Aware of the symbolism at a time when the state is gearing up for assembly polls, the SGPC bifurcation would take place on Haryana Day and may yield a clutch of popular votes for Hooda and the Congress from the 1.3 million Sikhs in the state.
The announcement, which was immediately received with both anger and anxiety by the SGPC, a mini parliament of Sikhs with an annual turnover of around Rs 400 crore, has come five months after the Chatha Committee, instituted to go into the nitty-gritty of the festering issue, gave its recommendations to the Haryana government.
“Following recommendations of agriculture minister H S Chatha (who headed the committee), we had sought legal opinion on the constitution of a separate Sikh body in Haryana and have now decided in its favour,” Hooda said, adding, “an independent body would formally be constituted on November 1, the day we celebrate Haryana Day, provided there is no legal hurdle.”
Moments after Hooda’s promise to Haryana Sikhs, the SGPC headquarters in Amritsar reacted sharply to it and its president Avtar Singh Makkar said he would seek time from prime minister Manmohan Singh to discuss the issue. “He is from the minority committee and I am sure he would not allow this kind of division at the behest of political forces,” he said and added he might accompany Punjab CM Parkash Singh Badal when the latter goes to meet the PM on August 2.
This came even as Raghujit Singh Virk, SGPC’s executive member from Haryana, a man who is against a separate SGPC, said, “The move will fizzle out as we won’t allow the old divide-and-rule policy of Congress to succeed here.”
SGPC leaders and other Sikh leaders from Punjab had met the PM three months ago to seek his intervention in the matter as it became increasingly clear that Haryana was heading towards a separate SGPC for itself.
Soon after coming to power, Hooda had set up the Chatha committee to study possibilities of having a separate Sikh body in the state.

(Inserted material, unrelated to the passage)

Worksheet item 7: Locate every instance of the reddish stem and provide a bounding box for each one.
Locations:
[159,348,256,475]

Based on 1,28,566 affidavits of Sikh activists, the panel had then submitted a report this February, following which the government formed a three-member committee under the advocate general to examine the case and facilitate its implementation.
The demand first came into the limelight when out of the 170-seat strong SGPC, seven members from Haryana had leveled allegations of neglect of the state’s historical gurdwaras “even though they were adding Rs 10 crore of revenue in the SGPC’s kitty every year”.
There are 7 major historical gurdwaras in Haryana under the direct control of SGPC, while 18 others are under indirect control which sees elected members form the local management and one member from the SGPC co-opted into the panel.